Le secteur automobile en France traverse depuis 2020 une période de profonde transformation. Sous l’effet combiné de la crise sanitaire, des perturbations dans les chaînes d’approvisionnement, mais aussi d’un virage technologique accéléré, le marché et la production se sont adaptés à une nouvelle donne. De la même manière que l’évolution des modèles emblématiques – qu’il s’agisse de véhicules récents ou de pièces spécifiques comme le volant Golf 4 Sport, symbole d’une époque plus mécanique et passionnelle – le paysage automobile français illustre la transition d’un univers traditionnel vers une mobilité plus numérique et électrifiée.
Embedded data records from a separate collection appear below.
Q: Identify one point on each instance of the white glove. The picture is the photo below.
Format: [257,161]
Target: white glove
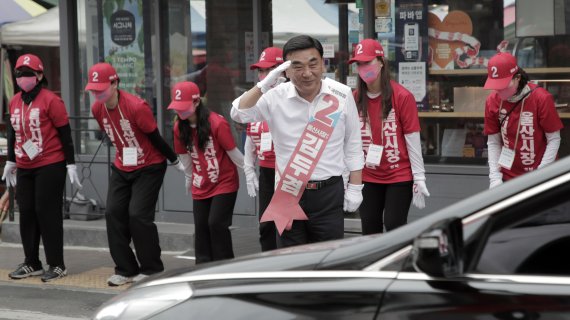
[9,174]
[272,78]
[73,177]
[494,153]
[352,197]
[495,183]
[419,194]
[178,165]
[251,181]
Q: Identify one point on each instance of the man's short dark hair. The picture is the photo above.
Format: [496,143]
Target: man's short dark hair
[302,42]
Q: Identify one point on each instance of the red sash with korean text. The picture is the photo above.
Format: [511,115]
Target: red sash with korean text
[284,206]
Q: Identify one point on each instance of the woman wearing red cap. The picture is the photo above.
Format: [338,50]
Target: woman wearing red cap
[521,122]
[209,155]
[40,151]
[394,173]
[136,175]
[258,145]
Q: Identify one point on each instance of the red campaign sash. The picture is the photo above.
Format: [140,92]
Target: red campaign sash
[284,206]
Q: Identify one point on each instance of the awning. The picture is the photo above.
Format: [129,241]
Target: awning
[42,30]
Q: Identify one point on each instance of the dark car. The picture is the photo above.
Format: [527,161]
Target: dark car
[501,254]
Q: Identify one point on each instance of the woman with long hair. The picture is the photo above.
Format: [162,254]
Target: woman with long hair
[393,174]
[40,152]
[521,122]
[207,150]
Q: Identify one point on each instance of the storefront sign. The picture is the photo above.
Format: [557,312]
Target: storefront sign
[123,30]
[412,75]
[412,48]
[123,43]
[328,50]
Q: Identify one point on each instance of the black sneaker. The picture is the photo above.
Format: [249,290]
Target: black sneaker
[25,270]
[54,273]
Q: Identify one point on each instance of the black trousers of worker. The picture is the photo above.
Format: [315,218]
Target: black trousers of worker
[212,221]
[385,205]
[324,208]
[40,201]
[131,203]
[267,231]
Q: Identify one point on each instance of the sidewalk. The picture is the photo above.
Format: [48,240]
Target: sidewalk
[89,262]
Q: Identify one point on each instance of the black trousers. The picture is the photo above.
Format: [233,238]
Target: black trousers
[212,221]
[385,205]
[131,203]
[324,208]
[40,200]
[267,231]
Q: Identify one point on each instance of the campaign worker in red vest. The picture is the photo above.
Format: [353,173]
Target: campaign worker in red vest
[521,122]
[393,174]
[40,152]
[207,150]
[259,145]
[136,175]
[314,127]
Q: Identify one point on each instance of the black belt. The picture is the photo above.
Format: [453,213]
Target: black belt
[316,185]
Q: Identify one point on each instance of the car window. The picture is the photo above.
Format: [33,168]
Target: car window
[534,245]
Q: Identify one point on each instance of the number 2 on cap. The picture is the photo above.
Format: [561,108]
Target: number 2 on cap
[359,48]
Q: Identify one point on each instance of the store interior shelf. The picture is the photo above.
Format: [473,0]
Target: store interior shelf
[425,114]
[484,71]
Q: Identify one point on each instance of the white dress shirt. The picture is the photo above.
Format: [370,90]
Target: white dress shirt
[287,115]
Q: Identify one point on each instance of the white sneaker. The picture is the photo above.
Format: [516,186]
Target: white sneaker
[118,280]
[139,277]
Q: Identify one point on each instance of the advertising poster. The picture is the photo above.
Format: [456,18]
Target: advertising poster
[412,48]
[123,42]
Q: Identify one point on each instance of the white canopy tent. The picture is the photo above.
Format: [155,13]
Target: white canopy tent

Cet article propose un panorama de cette évolution, en s’appuyant sur des données chiffrées, tout en analysant les grandes tendances à l’œuvre.

Le choc de la pandémie et l’effondrement des volumes

Lorsque la pandémie de Covid-19 a frappé la France en 2020, le marché automobile a subi un véritable séisme. Les immatriculations de voitures particulières ont chuté de près de 25 % par rapport à 2019, tombant à environ 1,65 million d’unités contre plus de 2,2 millions avant la crise. Cette baisse brutale a marqué la fin d’une période de stabilité et a révélé la vulnérabilité du secteur face aux crises mondiales.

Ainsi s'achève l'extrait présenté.